Ее напряженное лицо расслабилось.
— Стикс... Я никогда не захочу оставить тебя, но…
— Я с-смогу защитить т-тебя, — прервав, заверил я её.
— Знаю, что сможешь, — заявила она и прижалась к моему боку.
Гребаная тяжесть сформировалась в моем животе. Я всегда чувствовал, когда что-то не в порядке. Это чувство возникло с тех пор, как появилась Мэй; и сейчас оно только усилилось.
— А что у тебя? — прошептала Мэй, поглаживая пальцами мой напряженный бицепс.
— Ч-что?
— Твоя мать? Что с ней случилось? Кто она была?
Я издал короткий смешок.
— Клубная шлюха. О-оставила моего с-старика из-за п-подонка Диабло.
— Диабло? — в замешательстве произнесла она.
— М-мексиканский мотоклуб. Соперники. С тех пор в-воюем. Мой старик у-убил мою мать, к-когда мне было десять. Санчес, их П-През, убил моего старика в п-прошлом году.
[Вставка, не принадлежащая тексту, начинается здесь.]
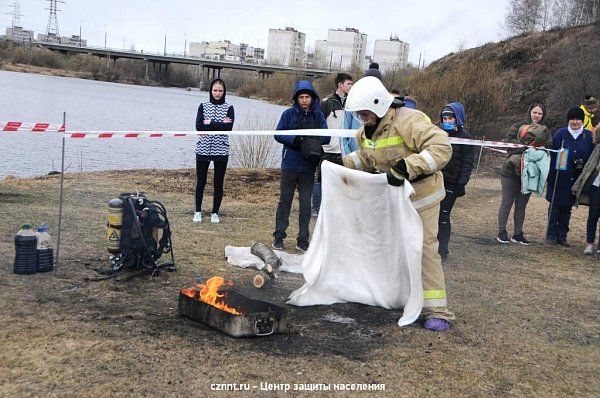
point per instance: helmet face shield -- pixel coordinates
(369, 94)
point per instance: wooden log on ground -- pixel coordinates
(260, 280)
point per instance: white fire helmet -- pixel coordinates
(369, 94)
Через два д-дня я убил Санчеса.
Она оперлась на мое плечо своей рукой, лицо Мэй было грустным.
— У тебя была такая беспокойная жизнь. Ты был окружен множеством смертей. Я всегда удивлялась, почему в качестве эмблемы у вас Аид, дьявол. Я видела фреску, когда оказалась здесь. Это так странно, поклоняться ему.
— Не в-в этой ж-жизни.
Она подняла свои черные брови, и мои губы дрогнули. Отодвинув ее, я развернулся на кровати и спустил ноги на пол.
— Куда ты идешь? Тебе надо отдохнуть. Ты все еще ранен, помни об этом! — запротестовала она.
Я махнул рукой, выражая несогласие. Я потянулся к ее черному платью и бросил его ей:
— Надень.
Она с любопытством смотрела, когда я влез в свои джинсы. Я встал, протянул руку, и повел ее вниз по пожарной лестнице во двор.
Я вывел ее из дверей в ночной летний ветерок, слышалось пение сверчков и больше почти никаких звуков. Она выпучила глаза от беспокойства, когда мы вышли из клубного дома. Слишком много дерьма произошло за последнее время, чтобы Мэй чувствовала себя здесь в безопасности. Высокий забор окружал нас, колючая проволока щетинилась по верху, а на каждом углу установлены камеры слежения. Стоянка байков в углу двора, Харли и Чопперы братьев выстроились в линию.
Я тихонько тронул Мэй за руку.
— Т-туда.
Она заправила локон за ухо и позволила мне привести ее к западной стороне двора. Я чувствовал дрожь в ее ногах, когда она снова увидела фреску.
Прижав ее к своей груди, я положил руки ей на плечи и наклонился к ее уху.
— Хочу, чтобы т-ты встретила А-Аида и П-Персефону, его ж-жену.
Небольшой вздох сорвался с ее губ, и она переступила босыми ногами, шея выгнулась назад, пока она смотрела на роспись в благоговейном трепете — нет, смотрела на богиню в благоговейном трепете. Я отступил назад, давая ей пространство, и сложил руки на груди не в состоянии перестать смотреть на нее.
Мэй подняла руку и провела пальцами по бледному лицу Персефоны.
— В общине нам не разрешали фотографии или картины. Они считались ложными идолами, но я никогда не видела ничего прекраснее, чем этот портрет. Персефона красивая.